27-12-2008, 09:15 AM
Paul Rigby Wrote:The Beria Interregnum
I wrote the brief passage years ago. I was both surprised and delighted to see that Anne Applebaum, in her “Gulag: A History” (London: Penguin edition, 2004), offers a very fine two page summary of the sweeping reforms Beria launched almost the instant Stalin died. The most profound domestically concerned a) the gulag, and b) the conduct of the secret police:
Quote:…Beria requested that an amnesty be extended to all prisoners with sentences of five years or less, to all pregnant women, to all women with young children, and to every one under eighteen – a million people in all. The amnesty was announced on 27 March. Releases began immediately…on 16 June he laid all of his cards on the table, openly declaring his intention to ‘liquidate the system of forced labour, on the grounds of economic effectiveness and lack of perspective’…
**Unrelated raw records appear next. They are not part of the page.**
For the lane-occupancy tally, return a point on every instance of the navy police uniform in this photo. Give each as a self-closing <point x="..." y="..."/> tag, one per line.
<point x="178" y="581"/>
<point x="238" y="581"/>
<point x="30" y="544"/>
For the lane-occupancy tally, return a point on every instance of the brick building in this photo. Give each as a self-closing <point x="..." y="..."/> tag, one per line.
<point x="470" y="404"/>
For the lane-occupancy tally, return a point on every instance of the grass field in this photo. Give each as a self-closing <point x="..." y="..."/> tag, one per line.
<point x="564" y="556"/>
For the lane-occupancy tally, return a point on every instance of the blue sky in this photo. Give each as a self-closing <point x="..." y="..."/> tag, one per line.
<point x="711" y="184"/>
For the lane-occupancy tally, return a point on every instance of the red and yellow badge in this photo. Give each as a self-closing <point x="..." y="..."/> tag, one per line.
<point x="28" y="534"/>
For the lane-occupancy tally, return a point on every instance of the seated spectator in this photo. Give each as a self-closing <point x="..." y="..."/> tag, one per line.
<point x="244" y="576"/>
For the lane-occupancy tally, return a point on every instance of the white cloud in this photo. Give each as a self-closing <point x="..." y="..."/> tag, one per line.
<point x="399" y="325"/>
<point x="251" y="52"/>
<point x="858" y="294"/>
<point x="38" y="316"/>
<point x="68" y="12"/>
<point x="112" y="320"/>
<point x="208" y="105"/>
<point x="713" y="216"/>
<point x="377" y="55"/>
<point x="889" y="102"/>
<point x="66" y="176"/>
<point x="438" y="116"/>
…Beria made other changes as well. He forbade all secret police cadres from using physical force against arrestees – effectively ending torture. (1)
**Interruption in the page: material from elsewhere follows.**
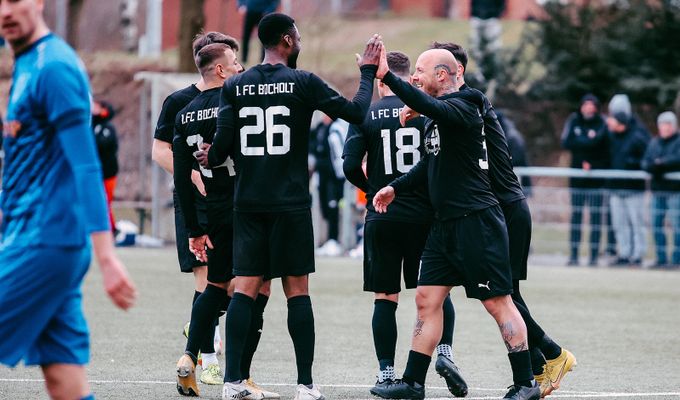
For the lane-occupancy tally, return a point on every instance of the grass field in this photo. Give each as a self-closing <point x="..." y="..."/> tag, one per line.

The point isn’t to start some sort of cult of Beria, but instead to see him clearly for what he was and what he sought to do – and thence to understand the CIA’s desperate desire to thwart him and his reforms. The relevance of Beria to the Kennedy assassination? Kennedy, like Beria before him, sought to end the Cold War.
(1) Anne Applebaum. Gulag: A History (London: Penguin, 2004), pp.430-431.